Against the limitless black of the night sky British artist John Murphy sets out on a lyric search for the essence of life. It's a romantic venture, rich in metaphor and philosophic contradiction where titles like "At Evening an Odour of Violets and Clay (Sagitta)" reach for the sensation that forms the thrill and chill of mortality itself.
If the ideas are complex, the paintings in the "Constellations" series can so simple they seem too easy. Murphy covers huge canvasses with thick, blue-black impasto and sparsely flecked dots that appear like tiny warm stars shining in cold infinity. In one small portion of this whipped blackness, dots are joined with white lines to form a fragment of a star map.
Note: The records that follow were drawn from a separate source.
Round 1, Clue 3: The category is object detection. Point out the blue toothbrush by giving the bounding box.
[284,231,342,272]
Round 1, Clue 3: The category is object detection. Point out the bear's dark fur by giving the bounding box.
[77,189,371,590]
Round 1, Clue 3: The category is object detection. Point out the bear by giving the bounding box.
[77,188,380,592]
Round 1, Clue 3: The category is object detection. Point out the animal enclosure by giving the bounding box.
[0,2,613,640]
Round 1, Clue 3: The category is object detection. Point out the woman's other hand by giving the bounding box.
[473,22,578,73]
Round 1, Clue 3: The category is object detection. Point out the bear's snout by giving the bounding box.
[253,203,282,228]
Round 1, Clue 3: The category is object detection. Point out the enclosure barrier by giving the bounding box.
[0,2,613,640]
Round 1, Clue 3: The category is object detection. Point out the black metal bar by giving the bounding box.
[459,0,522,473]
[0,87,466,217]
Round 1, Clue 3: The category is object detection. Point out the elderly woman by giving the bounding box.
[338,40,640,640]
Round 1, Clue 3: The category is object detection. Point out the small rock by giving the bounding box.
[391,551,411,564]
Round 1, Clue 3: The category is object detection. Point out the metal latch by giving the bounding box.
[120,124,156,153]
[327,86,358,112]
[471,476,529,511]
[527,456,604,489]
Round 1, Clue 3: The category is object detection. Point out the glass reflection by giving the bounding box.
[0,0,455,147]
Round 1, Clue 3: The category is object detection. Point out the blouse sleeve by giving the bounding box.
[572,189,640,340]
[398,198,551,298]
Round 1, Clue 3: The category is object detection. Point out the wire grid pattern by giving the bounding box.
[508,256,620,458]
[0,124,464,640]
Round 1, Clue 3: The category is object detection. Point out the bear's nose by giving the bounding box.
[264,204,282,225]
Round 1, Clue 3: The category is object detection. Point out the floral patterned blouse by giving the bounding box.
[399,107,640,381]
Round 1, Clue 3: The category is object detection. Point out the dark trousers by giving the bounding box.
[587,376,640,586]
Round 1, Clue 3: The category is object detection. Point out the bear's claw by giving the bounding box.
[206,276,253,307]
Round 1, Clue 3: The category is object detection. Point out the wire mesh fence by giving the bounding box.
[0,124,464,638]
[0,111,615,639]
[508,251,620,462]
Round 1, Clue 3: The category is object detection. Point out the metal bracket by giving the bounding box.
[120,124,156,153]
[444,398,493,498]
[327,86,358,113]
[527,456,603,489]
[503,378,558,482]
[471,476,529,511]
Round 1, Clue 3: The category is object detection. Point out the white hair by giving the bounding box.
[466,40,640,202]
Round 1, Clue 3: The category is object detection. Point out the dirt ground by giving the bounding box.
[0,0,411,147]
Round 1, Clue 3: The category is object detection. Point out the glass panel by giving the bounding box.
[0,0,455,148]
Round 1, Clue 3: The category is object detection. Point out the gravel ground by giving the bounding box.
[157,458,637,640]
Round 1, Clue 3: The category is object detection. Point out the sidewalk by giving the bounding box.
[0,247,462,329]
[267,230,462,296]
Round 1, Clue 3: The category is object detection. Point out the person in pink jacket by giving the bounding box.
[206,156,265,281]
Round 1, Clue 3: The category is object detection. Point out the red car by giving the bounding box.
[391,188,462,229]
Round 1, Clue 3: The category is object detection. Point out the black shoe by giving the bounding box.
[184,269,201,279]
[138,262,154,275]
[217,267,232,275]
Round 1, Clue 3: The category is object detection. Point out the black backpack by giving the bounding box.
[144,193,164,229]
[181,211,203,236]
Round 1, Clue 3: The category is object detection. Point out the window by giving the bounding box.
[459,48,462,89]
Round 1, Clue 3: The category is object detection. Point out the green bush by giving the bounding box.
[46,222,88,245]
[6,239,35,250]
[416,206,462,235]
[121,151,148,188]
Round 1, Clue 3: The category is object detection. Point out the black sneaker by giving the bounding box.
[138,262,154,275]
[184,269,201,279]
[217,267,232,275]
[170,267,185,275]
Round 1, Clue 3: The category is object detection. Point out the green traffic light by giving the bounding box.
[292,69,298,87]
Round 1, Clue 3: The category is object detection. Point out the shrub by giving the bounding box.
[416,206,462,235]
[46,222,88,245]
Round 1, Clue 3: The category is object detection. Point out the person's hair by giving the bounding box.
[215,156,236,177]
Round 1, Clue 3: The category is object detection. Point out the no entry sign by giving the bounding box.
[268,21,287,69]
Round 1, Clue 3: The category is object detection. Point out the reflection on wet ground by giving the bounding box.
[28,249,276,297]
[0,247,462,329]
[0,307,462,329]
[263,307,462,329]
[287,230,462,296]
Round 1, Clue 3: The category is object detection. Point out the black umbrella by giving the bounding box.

The constellation's name is written in.
The uncomplicated nature of the imagery forms something of a demanding, visual keyhole onto Murphy's distilled ideas. The longer you look at the rectangular patch of deep space, the more meaning seeps through. Once comforting, the night sky becomes overwhelming. The ancient assignment of astrological names and zodiac shapes to the vastness of the universe is reduced to an arbitrary and somehow futile gesture of relative order. It's a faintly nostalgic realization brought on by an art that licks at the bittersweet essence of self-awareness and then tries to describe the flavor. (Asher/Faure, 612 N. Almont Drive, to March 18.)